Estoy agradecida con la vida por tantas oportunidades, y con este amor que se está gestando dentro de mí, que considero mi identidad, mi vocación, mi tan buscado lugar en el mundo.

Por eso elegí medicina, porque mi curiosidad por nuestro universo interno no cesa, no tiene final feliz, porque simplemente no tiene final, y aunque ya no sepa si quiero ser dematóloga por no estar segura de si esa especialidad saciaría mi inmensa curiosidad, se que lo importante está: las ganas de entender. Porque ayudar es sólo una pequeña parte del saber que una vida puede mejorar, o cambiar para siempre si intervengo en ella.

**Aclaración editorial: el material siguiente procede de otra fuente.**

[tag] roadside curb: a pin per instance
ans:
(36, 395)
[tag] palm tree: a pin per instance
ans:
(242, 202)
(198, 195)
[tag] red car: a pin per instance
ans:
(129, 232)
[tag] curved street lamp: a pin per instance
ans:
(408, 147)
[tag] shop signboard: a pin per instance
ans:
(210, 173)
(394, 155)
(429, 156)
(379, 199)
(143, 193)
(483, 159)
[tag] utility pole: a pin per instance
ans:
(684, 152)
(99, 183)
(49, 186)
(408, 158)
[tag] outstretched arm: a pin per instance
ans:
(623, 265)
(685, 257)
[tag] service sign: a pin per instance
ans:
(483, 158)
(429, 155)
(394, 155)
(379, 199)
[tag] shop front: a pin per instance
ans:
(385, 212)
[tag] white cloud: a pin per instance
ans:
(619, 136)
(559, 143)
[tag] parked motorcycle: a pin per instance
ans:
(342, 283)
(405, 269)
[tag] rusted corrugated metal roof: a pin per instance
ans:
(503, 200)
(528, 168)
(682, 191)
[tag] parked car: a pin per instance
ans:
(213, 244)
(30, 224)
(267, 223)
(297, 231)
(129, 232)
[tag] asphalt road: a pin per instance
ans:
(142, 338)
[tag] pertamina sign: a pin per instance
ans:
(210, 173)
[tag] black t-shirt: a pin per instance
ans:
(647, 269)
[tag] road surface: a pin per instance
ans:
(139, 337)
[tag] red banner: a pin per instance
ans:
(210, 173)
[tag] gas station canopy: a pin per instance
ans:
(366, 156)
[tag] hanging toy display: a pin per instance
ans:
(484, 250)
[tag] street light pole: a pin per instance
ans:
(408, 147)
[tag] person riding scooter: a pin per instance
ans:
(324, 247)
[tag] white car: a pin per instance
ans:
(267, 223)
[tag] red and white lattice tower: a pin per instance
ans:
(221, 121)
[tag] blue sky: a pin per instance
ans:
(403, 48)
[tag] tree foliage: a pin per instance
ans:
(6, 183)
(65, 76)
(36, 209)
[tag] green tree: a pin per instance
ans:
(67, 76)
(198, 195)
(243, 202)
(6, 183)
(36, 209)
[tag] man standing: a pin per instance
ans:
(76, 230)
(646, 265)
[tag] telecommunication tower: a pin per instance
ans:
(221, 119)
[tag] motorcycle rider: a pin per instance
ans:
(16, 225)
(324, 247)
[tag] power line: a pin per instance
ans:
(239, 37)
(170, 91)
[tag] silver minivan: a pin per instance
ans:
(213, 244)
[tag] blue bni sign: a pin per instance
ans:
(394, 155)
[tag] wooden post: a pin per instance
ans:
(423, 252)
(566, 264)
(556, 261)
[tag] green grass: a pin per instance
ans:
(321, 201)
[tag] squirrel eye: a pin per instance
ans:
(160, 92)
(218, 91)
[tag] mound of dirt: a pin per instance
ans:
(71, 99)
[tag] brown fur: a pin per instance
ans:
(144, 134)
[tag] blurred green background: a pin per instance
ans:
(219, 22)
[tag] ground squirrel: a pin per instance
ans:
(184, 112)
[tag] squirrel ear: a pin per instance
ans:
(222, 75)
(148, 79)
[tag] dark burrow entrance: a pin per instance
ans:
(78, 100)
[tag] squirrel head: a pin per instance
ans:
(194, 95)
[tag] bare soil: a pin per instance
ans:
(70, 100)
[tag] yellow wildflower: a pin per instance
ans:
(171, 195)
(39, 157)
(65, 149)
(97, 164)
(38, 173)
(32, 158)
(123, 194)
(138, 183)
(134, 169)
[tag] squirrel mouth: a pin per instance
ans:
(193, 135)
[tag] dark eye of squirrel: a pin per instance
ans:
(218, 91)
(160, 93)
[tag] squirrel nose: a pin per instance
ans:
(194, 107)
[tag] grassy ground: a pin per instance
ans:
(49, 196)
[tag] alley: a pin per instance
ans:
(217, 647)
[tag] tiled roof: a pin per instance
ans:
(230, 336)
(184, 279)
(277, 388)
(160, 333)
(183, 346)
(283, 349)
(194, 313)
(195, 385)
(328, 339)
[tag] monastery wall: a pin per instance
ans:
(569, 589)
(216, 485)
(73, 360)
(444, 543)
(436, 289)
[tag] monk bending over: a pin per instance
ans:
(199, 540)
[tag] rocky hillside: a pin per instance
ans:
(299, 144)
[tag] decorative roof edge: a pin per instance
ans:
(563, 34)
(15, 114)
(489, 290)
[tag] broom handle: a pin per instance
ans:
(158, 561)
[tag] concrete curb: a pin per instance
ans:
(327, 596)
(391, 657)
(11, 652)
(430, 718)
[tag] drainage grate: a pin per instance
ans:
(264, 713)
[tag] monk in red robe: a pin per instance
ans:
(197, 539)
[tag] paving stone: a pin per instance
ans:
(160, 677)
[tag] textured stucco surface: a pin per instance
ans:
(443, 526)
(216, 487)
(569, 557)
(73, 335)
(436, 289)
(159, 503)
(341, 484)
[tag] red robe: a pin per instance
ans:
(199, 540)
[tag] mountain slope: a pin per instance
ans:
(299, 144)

Porque la satisfacción de haber tomado la decisión correcta después de evaluar beneficios versus riesgos me apasiona, me apasiona poder tener una respuesta, o al menos un aporte que pueda ayudar a entender mejor el diseño de nuestro organismo, que es único, alucinante y perfecto. 

Quisiera poder con todo, quisiera saberlo todo, pero desde este entonces entiendo que eso nunca va a ser posible, sin embargo, me arriesgo a dar el primer paso, desde mi humilde lugar, para ser una herramienta de Dios y la ciencia: ser médica.